Guggisberg Lars · Nationalrat · 2020-09-09
Guggisberg Lars · Nationalrat · Bern · Fraktion der Schweizerischen Volkspartei · 2020-09-09
Wortprotokoll
Der von uns bestrittene Nachtragskredit im Kulturbereich ist im Wesentlichen für Ausfallentschädigungen für Anlässe zwischen Oktober und Dezember 2020 vorgesehen. Gemäss Botschaft wären die 34 Millionen Franken auf dem Kredit 306.A290.0107, "Soforthilfe für Kulturunternehmen", vollumfänglich kompensiert. Dieser Hinweis auf die Kompensation ist unvollständig, um nicht zu sagen irreführend. Wir stellen uns nicht grundsätzlich gegen die Unterstützung von Kulturunternehmen und anerkennen deren Relevanz in der Wertschöpfungskette. Die Fraktion der SVP hat den Kredit "Soforthilfe für Kulturunternehmen" im Umfang von 100 Millionen Franken damals aber nur unter der klaren Voraussetzung gutgeheissen, dass es sich um Darlehen handelt. Nun wird quasi durch die Hintertür ein Darlehen in einen A-Fonds-perdu-Posten umgewandelt. Damit können wir uns nicht einverstanden erklären. Auch die Bundeskasse ist kein Fass ohne Boden. Der A-Fonds-perdu-Kredit ist im Wesentlichen aus zwei Gründen nicht gerechtfertigt.
Erstens: Per 1. Oktober 2020 wird das Verbot von Grossveranstaltungen mit über tausend Besucherinnen und Besuchern unter Auflagen gelockert. Kulturelle Veranstaltungen, Kongresse und andere Indoor- und Outdoor-Veranstaltungen sind mit Schutzkonzept wieder möglich. Überlegen Sie sich einmal, was für ein Signal wir mit diesem Kredit aussenden: "Verzichten Sie weiterhin auf die Durchführung von Veranstaltungen - der Steuerzahler zahlt Ihnen den Ausfall!" Das ist ein falsches Signal gegenüber den Kulturveranstaltern und gegenüber den Kantonen.

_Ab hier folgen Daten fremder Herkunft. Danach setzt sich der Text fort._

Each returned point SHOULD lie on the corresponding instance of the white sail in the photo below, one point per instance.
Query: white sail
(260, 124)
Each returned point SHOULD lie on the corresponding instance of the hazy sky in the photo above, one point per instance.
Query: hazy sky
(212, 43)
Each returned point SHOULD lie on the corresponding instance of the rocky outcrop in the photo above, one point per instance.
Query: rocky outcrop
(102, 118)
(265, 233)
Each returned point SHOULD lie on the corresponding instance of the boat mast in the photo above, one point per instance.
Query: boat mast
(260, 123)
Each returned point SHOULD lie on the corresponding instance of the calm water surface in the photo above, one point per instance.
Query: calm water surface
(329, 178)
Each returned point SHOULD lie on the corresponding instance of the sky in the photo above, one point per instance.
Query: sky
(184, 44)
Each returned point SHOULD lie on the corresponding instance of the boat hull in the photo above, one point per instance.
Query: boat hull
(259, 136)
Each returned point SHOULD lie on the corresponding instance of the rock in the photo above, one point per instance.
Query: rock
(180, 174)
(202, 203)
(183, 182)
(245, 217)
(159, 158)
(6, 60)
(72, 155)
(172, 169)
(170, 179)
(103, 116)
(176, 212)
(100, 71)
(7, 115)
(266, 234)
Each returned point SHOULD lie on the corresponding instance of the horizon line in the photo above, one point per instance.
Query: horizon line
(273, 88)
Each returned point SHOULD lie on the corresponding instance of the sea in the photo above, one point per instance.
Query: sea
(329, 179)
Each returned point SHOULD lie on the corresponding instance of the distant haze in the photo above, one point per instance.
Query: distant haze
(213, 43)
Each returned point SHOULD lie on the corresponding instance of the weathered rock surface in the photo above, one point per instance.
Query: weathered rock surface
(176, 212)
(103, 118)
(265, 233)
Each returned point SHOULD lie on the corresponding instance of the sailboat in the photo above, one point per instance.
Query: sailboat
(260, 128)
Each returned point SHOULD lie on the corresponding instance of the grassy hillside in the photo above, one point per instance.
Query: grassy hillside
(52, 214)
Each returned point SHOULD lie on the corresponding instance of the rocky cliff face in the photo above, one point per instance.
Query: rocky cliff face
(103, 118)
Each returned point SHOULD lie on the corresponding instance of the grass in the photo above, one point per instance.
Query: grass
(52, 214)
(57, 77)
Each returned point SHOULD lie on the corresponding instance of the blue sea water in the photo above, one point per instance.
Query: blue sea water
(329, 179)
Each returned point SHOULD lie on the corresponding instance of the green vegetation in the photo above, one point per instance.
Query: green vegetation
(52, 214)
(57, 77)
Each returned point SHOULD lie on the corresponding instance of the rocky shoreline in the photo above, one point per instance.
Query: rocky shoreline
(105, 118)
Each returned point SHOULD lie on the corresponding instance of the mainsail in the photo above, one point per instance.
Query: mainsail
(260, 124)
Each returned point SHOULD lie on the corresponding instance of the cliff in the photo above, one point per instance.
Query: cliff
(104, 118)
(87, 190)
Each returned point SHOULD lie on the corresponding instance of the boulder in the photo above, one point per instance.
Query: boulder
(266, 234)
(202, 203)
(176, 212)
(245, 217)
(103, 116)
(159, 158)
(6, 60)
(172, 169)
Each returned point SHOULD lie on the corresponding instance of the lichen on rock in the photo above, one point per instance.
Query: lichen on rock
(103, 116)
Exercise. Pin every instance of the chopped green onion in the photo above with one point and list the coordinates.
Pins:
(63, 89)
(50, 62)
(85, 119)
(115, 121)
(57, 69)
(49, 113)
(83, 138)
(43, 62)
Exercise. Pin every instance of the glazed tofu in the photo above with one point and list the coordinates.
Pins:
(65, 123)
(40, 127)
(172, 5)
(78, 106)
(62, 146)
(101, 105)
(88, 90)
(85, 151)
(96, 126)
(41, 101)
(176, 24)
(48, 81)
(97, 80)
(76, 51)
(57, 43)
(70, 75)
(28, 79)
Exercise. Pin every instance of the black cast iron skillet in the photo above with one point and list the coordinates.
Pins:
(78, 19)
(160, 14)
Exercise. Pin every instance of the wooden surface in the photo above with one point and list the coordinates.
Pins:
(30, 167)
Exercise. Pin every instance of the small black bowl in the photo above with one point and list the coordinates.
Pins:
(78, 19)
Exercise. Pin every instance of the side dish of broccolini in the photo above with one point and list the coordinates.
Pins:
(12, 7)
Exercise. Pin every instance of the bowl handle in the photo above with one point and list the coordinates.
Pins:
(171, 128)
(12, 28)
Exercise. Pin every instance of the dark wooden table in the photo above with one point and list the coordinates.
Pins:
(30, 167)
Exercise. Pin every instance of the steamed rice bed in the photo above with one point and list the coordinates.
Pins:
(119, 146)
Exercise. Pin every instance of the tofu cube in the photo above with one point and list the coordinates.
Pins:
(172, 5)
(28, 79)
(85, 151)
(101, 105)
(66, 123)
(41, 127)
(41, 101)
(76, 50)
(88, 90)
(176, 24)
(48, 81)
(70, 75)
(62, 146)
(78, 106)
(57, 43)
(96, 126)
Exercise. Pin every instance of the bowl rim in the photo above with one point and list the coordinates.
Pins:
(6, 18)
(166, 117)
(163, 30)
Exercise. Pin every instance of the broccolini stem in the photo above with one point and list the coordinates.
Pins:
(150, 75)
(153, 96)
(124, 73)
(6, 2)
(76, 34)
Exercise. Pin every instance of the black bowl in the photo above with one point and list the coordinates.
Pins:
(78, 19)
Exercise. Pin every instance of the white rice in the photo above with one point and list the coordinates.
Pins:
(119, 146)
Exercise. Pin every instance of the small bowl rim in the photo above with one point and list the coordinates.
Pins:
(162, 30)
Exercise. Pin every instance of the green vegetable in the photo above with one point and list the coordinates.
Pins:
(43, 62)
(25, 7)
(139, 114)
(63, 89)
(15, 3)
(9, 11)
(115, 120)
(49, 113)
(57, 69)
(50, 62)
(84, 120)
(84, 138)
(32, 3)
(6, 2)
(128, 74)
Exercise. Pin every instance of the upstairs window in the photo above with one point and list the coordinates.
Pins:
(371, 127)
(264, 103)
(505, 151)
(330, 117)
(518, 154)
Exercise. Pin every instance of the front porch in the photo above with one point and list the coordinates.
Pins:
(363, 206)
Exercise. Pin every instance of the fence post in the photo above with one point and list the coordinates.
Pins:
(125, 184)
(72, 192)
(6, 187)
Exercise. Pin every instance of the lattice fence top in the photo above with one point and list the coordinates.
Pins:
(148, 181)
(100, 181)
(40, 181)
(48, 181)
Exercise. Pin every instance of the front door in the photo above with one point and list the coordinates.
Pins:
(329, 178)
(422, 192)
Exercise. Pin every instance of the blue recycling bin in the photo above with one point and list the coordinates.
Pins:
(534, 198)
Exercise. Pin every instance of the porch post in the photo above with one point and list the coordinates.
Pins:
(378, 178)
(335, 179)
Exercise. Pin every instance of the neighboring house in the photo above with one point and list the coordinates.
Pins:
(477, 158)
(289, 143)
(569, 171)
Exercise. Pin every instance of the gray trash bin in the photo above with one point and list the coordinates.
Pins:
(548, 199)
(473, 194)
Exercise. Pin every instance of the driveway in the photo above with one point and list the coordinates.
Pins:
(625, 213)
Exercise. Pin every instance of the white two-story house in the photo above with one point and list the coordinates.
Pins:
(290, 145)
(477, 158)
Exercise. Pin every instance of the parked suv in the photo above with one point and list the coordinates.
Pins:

Vielmehr sollten wir jetzt signalisieren, dass möglichst rasch wieder Anlässe stattfinden sollen, selbstverständlich unter Einhaltung von Schutzkonzepten. Die Anlässe finden auch wieder statt. Zum Beispiel in Langenthal finden, wie kürzlich zu lesen war, wieder Kammermusikkonzerte und die Jazztage statt; aktuell spielt Patent Ochsner im Kandertal vier Konzerte. Es braucht das Signal, dass wir mit dem Virus umgehen und leben lernen müssen, dass Anlässe mit den entsprechenden Schutzkonzepten durchführbar sind, dass man sich auch an Anlässen genügend schützen kann. Nur so kommen wir aus dieser verheerenden Endlosschlaufe der Schuldenanhäufung heraus, mit der wir kommende Generationen belasten.
Ich komme zum zweiten Punkt. In Artikel 69 der Bundesverfassung steht: "Für den Bereich der Kultur sind die Kantone zuständig." Trotzdem hat der Bund im Kulturbereich bereits Unmengen an Geld gesprochen; in einem gewissen Ausmass ist dies auch zu Recht erfolgt, aber irgendwann müssen wir einen Punkt machen.
Der Bund trägt wegen Corona relativ gesehen eine viel höhere finanzielle Last als die Kantone. Diese Last ist aus unserer Sicht jetzt nicht noch weiter zu erhöhen. Wenn in gewissen Kantonen tatsächlich weiterhin Bedarf besteht, sollen die Kantone diese Unterstützung gewährleisten.
Aus diesen Gründen beantragen wir Ihnen, diesen Nachtragskredit über 34 Millionen Franken abzulehnen.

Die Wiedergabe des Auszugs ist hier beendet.